In the process, if the engine is unstable in operation and deflagration occurs, the explosion venting valve 7 installed on the explosion venting pipe section 1 is jacked open by high-temperature and high-pressure deflagration gas, and most deflagration gas is released to the outside atmosphere. Meanwhile, a thermometer 12 and a pressure gauge 13 which are arranged on the injection mixing pipe section 2 monitor the abnormity, the controller controls the first stop valve 9 to close and the second stop valve 11 to open, so that the passage of the deflagration gas to the catalytic reduction pipe section 4 is stopped, the deflagration gas flows to the external atmosphere through the passage of the bypass section 6, and the safety and the reliability of the whole system are ensured.

It is to be noted that the foregoing is only illustrative of the preferred embodiments of the present invention and the technical principles employed. It will be understood by those skilled in the art that the present invention is not limited to the particular embodiments described herein, but is capable of various obvious changes, rearrangements and substitutions as will now become apparent to those skilled in the art without departing from the scope of the invention. Therefore, although the present invention has been described in greater detail by the above embodiments, the present invention is not limited to the above embodiments, and may include other equivalent embodiments without departing from the spirit of the present invention, and the scope of the present invention is determined by the scope of the appended claims.

Claims

1. An SCR system, comprising: the explosion venting pipe section (1), the injection mixing pipe section (2), the cooling pipe section (3) and the catalytic reduction pipe section (4) are communicated in sequence;

the explosion venting pipe section (1) is communicated with an exhaust pipe of an engine, and an explosion venting valve (7) is mounted on the explosion venting pipe section (1);

the front end of the injection mixing pipe section (2) is provided with a urea injection pipe (8), and the tail end of the urea injection pipe is provided with a first stop valve (9);

a fan mechanism (10) is arranged outside the cooling pipe section (3), and the fan mechanism (10) is used for sweeping and cooling the cooling pipe section (3);

the catalytic reduction pipe section (4) is filled with a catalyst, and the catalyst is used for catalytically decomposing a mixture of urea and nitrogen oxides in engine exhaust into nitrogen and water;

the injection mixing device is characterized by further comprising a bypass pipe section (6), wherein one end of the bypass pipe section (6) is communicated with the injection mixing pipe section (2) in front of the first stop valve (9), and the other end of the bypass pipe section (6) is communicated with the outside atmosphere.

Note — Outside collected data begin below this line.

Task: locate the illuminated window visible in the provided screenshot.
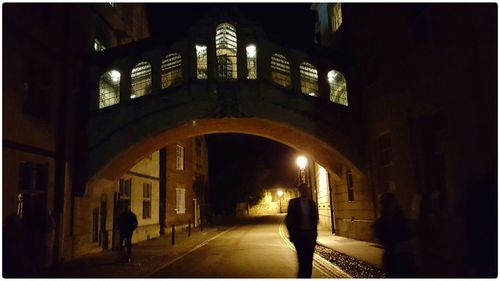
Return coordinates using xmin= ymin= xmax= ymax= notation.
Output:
xmin=300 ymin=62 xmax=319 ymax=97
xmin=99 ymin=69 xmax=120 ymax=109
xmin=162 ymin=53 xmax=182 ymax=88
xmin=94 ymin=39 xmax=106 ymax=51
xmin=142 ymin=182 xmax=152 ymax=219
xmin=176 ymin=145 xmax=184 ymax=171
xmin=327 ymin=70 xmax=348 ymax=106
xmin=196 ymin=45 xmax=208 ymax=79
xmin=331 ymin=3 xmax=343 ymax=32
xmin=131 ymin=61 xmax=152 ymax=99
xmin=216 ymin=23 xmax=237 ymax=79
xmin=270 ymin=53 xmax=291 ymax=88
xmin=246 ymin=44 xmax=257 ymax=79
xmin=176 ymin=185 xmax=186 ymax=214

2. An SCR system according to claim 1, further comprising a heat storage pipe section (5), the heat storage pipe section (5) being connected in series between the cooling pipe section (3) and the catalytic reduction pipe section (4), a plurality of heat storage layers being provided within the heat storage pipe section (5).

3. SCR system according to claim 1, characterized in that the bypass pipe section (6) is fitted with a second shut-off valve (11) at its end.

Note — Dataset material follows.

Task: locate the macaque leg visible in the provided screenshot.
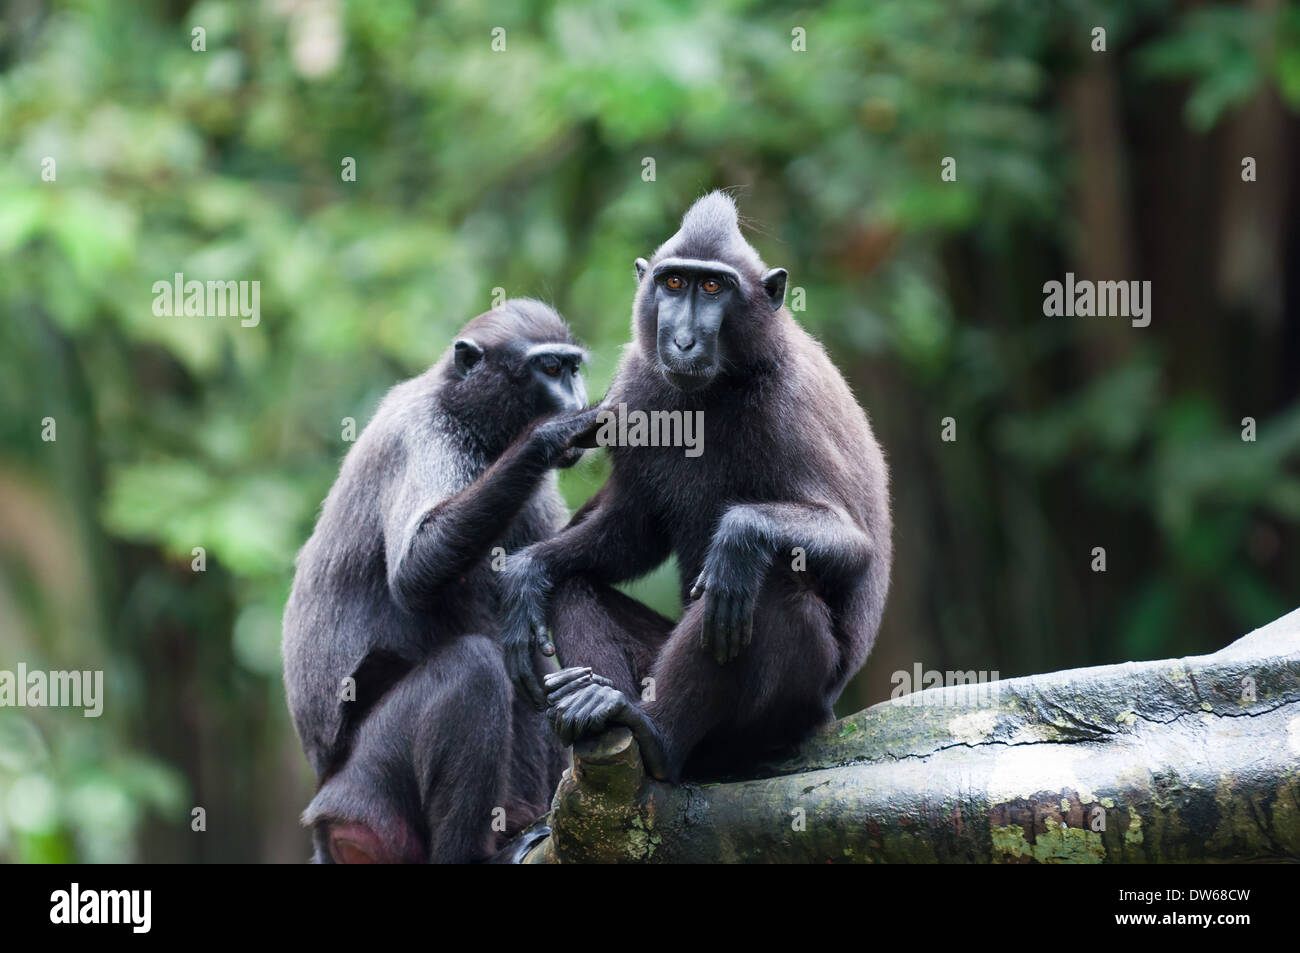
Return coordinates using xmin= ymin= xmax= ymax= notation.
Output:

4. The SCR system of claim 1, wherein the fan mechanism (10) comprises a fan (101) and an air duct (102) which are communicated with each other, and the air duct (102) is sleeved outside the cooling pipe section (3).

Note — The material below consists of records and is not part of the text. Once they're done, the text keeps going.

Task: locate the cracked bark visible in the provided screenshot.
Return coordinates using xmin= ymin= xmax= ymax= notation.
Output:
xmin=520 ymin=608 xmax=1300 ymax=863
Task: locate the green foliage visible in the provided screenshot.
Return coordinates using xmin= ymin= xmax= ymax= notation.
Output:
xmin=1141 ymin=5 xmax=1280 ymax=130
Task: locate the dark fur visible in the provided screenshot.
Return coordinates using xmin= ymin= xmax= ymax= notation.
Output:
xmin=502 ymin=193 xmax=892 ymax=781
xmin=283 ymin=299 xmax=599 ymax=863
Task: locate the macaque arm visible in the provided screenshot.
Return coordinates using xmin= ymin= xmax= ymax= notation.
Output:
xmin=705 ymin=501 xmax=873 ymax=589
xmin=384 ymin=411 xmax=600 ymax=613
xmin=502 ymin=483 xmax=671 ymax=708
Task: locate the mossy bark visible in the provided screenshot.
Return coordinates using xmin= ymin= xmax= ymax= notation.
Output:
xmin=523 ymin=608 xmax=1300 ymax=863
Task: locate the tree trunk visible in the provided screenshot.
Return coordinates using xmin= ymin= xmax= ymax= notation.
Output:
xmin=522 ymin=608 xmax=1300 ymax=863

5. SCR system according to claim 4, wherein the cooling pipe section (3) is a corrugated pipe and the air duct (102) is arranged outside the corrugated pipe.

6. SCR system according to claim 4, wherein the ends of the air duct (102) communicate with the ends of the bypass duct section (6).

7. SCR system according to claim 1, characterized in that a temperature gauge (12) and a pressure gauge (13) are also mounted on the jet mixing pipe section (2).

8. SCR system according to claim 1, wherein the end of the catalytic reduction pipe section (4) communicates with a waste heat boiler.

9. -SCR system according to claim 3, characterised in that the explosion venting valve (7), the first shut-off valve (9) and the second shut-off valve (11) are all high-temperature-resistant butterfly valves.